Caused by: org.elasticsearch.common.util.concurrent.EsRejectedExecutionException: rejected execution of org.elasticsearch.transport.TcpTransport$RequestHandler@18223c6a on EsThreadPoolExecutor[search, queue capacity = 1000, org.elasticsearch.common.util.concurrent.EsThreadPoolExecutor@13b85ec1[Running, pool size = 7, active threads = 7, queued tasks = 1000, completed tasks = 858716045]]

    at org.elasticsearch.common.util.concurrent.EsAbortPolicy.rejectedExecution(EsAbortPolicy.java:50) ~[elasticsearch-5.2.0.jar:5.2.0]

    at java.util.concurrent.ThreadPoolExecutor.reject(ThreadPoolExecutor.java:830) ~[?:1.8.0_321]

    at java.util.concurrent.ThreadPoolExecutor.execute(ThreadPoolExecutor.java:1379) ~[?:1.8.0_321]

Environment

Watch4net|M&R - 7.7

Cause

Above exception shows that ES is not able to handle those many requests. ES cluster has too many tasks to handle, ES task queue is constantly full and the node will reject new tasks until its task queue drops below 1000 (the default max).

Resolution

Basically there are three choices here:

  1. Reduce the workload.
  2. Add more nodes to the cluster to share the workload.
  3. Get stronger hardware.

The first option may not always be feasible, if so need to grow the clusters work capacity by either adding more nodes or improving the hardware. In the above error ES pool size is just 7 which indicates a 4 CPU hardware. In general, ES will use a pool size that is (1.5 x number of cores) + 1. For instance, if there are 24 CPUs in the host the pool size will be 37, giving 37 worker threads to handle the queued tasks.

 

NOTE:

As a workaround queue_size can be increased using below steps, but increasing it to high value might affect the query performance. Other option as mentioned above is to add cluster nodes or increase hardware resources.
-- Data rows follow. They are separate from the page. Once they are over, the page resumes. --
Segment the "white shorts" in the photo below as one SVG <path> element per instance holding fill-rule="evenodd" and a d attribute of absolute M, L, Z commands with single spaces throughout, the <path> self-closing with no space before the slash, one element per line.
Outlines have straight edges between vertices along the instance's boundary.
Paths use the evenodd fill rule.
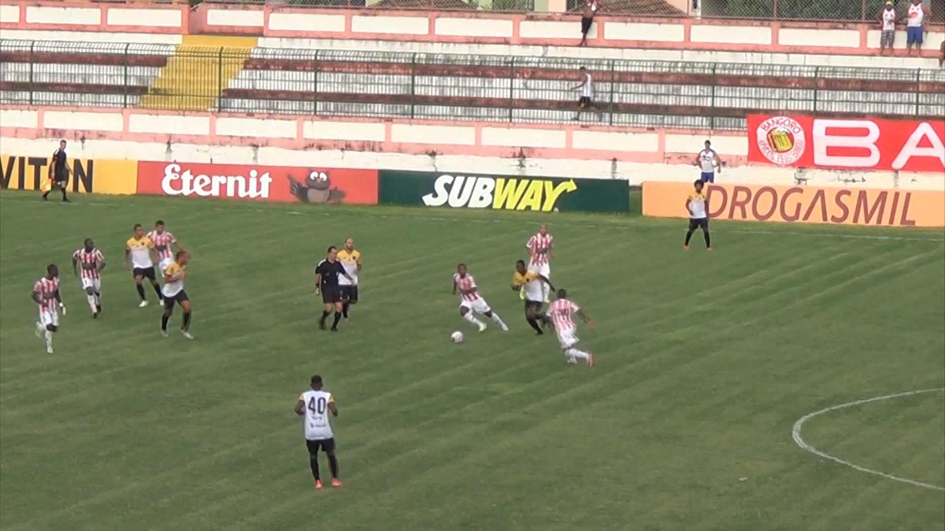
<path fill-rule="evenodd" d="M 466 308 L 467 310 L 471 310 L 472 312 L 476 312 L 477 314 L 485 314 L 486 312 L 492 311 L 492 309 L 490 308 L 489 304 L 486 302 L 486 300 L 483 299 L 482 297 L 476 299 L 475 300 L 463 300 L 459 303 L 459 307 Z"/>
<path fill-rule="evenodd" d="M 82 289 L 92 288 L 92 291 L 95 293 L 102 292 L 102 280 L 101 279 L 82 279 Z"/>
<path fill-rule="evenodd" d="M 558 342 L 561 344 L 561 350 L 570 349 L 577 344 L 577 329 L 569 328 L 567 330 L 556 330 L 558 333 Z"/>
<path fill-rule="evenodd" d="M 545 262 L 544 264 L 541 264 L 541 266 L 535 265 L 535 264 L 529 264 L 528 265 L 528 270 L 529 271 L 534 271 L 534 272 L 538 273 L 539 275 L 543 276 L 546 279 L 550 279 L 551 278 L 551 265 L 548 264 L 547 262 Z"/>
<path fill-rule="evenodd" d="M 59 312 L 54 310 L 40 310 L 40 324 L 43 326 L 59 326 Z"/>
<path fill-rule="evenodd" d="M 158 263 L 158 270 L 161 273 L 162 277 L 161 282 L 163 282 L 164 269 L 166 269 L 167 266 L 171 265 L 171 262 L 174 262 L 173 258 L 165 258 Z"/>

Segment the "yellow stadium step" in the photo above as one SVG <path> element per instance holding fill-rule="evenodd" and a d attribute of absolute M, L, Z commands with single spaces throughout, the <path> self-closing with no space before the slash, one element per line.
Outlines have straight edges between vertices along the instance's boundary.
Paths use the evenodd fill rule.
<path fill-rule="evenodd" d="M 184 35 L 138 105 L 142 109 L 207 111 L 249 59 L 254 37 Z"/>

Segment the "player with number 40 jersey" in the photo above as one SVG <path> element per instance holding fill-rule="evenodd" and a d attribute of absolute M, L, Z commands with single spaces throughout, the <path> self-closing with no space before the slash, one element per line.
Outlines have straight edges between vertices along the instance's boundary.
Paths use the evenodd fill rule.
<path fill-rule="evenodd" d="M 338 480 L 338 459 L 335 456 L 335 434 L 332 423 L 328 420 L 338 416 L 338 408 L 335 405 L 332 393 L 322 388 L 321 376 L 316 374 L 311 380 L 312 389 L 299 395 L 296 403 L 296 415 L 301 417 L 304 422 L 305 445 L 308 447 L 308 462 L 315 477 L 315 488 L 321 488 L 321 475 L 318 471 L 318 449 L 328 455 L 328 464 L 332 470 L 332 487 L 341 487 Z"/>

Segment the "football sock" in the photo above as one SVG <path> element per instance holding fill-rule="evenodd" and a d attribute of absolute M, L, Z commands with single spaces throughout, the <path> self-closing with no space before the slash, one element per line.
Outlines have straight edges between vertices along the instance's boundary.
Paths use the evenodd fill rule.
<path fill-rule="evenodd" d="M 528 326 L 535 329 L 535 332 L 539 334 L 544 334 L 543 332 L 541 332 L 541 328 L 538 326 L 538 320 L 533 319 L 532 317 L 525 317 L 525 320 L 528 321 Z"/>
<path fill-rule="evenodd" d="M 479 322 L 479 319 L 475 318 L 475 316 L 472 315 L 472 312 L 467 312 L 466 315 L 463 316 L 463 318 L 474 324 L 475 326 L 479 326 L 480 324 L 482 324 L 481 322 Z"/>
<path fill-rule="evenodd" d="M 572 347 L 572 348 L 568 349 L 567 351 L 565 351 L 564 353 L 568 354 L 569 356 L 571 356 L 573 358 L 578 358 L 578 359 L 582 359 L 582 360 L 587 360 L 588 359 L 588 353 L 587 352 L 585 352 L 584 351 L 578 351 L 577 349 L 575 349 L 574 347 Z"/>
<path fill-rule="evenodd" d="M 332 468 L 332 477 L 338 479 L 338 458 L 335 455 L 329 455 L 328 466 Z"/>
<path fill-rule="evenodd" d="M 321 476 L 318 475 L 318 456 L 314 454 L 309 454 L 308 464 L 312 467 L 312 475 L 315 476 L 315 481 L 320 481 Z"/>

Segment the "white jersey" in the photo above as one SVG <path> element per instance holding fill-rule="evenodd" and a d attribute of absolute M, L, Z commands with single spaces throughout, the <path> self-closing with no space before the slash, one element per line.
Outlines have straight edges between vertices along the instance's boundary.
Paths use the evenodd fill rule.
<path fill-rule="evenodd" d="M 909 13 L 907 17 L 906 26 L 909 27 L 919 27 L 922 23 L 925 22 L 925 11 L 922 10 L 922 5 L 909 4 Z"/>
<path fill-rule="evenodd" d="M 715 150 L 710 148 L 699 151 L 699 164 L 703 173 L 715 171 Z"/>
<path fill-rule="evenodd" d="M 325 391 L 305 391 L 299 395 L 305 404 L 305 438 L 307 440 L 324 440 L 333 438 L 332 424 L 328 420 L 331 411 L 329 403 L 335 403 L 332 393 Z"/>
<path fill-rule="evenodd" d="M 883 31 L 893 31 L 896 29 L 896 9 L 883 10 Z"/>
<path fill-rule="evenodd" d="M 593 99 L 593 80 L 591 79 L 590 74 L 584 75 L 584 85 L 581 87 L 581 97 L 590 97 Z"/>

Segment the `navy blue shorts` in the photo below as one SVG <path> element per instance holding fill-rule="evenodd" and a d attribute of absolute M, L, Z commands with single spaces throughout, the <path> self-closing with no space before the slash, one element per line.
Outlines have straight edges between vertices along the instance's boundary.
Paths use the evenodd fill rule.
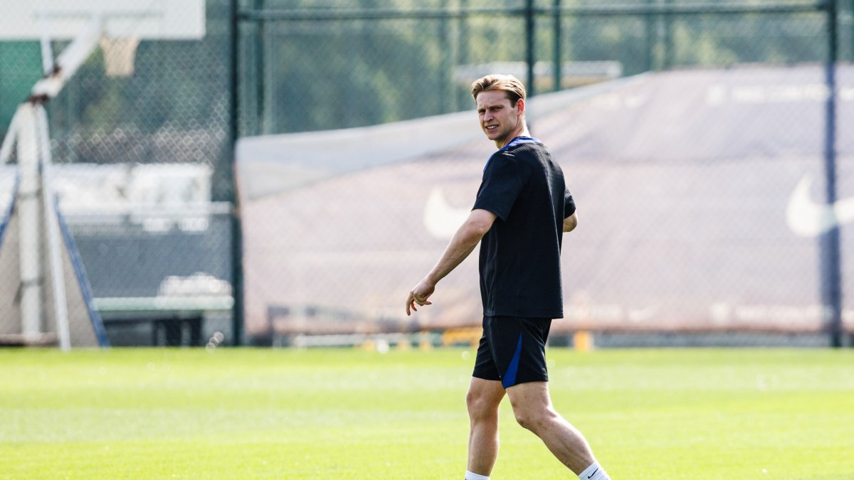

1). Check the current queue_size, it should be 1000: 

curl -XGET http://<ES_IP>:9200/_nodes/thread_pool

2). Take a backup of the file /APG_HOME/Databases/Elasticsearch/Default/conf/elasticsearch.yml 

3). Add below parameter at the end of above file to increase queue size for example to 2000:

 thread_pool.search.queue_size: 2000

4). Restart ES service.

5). Verify if queue_size is updated to 2000: 

curl -XGET http://<ES_IP>:9200/_nodes/thread_pool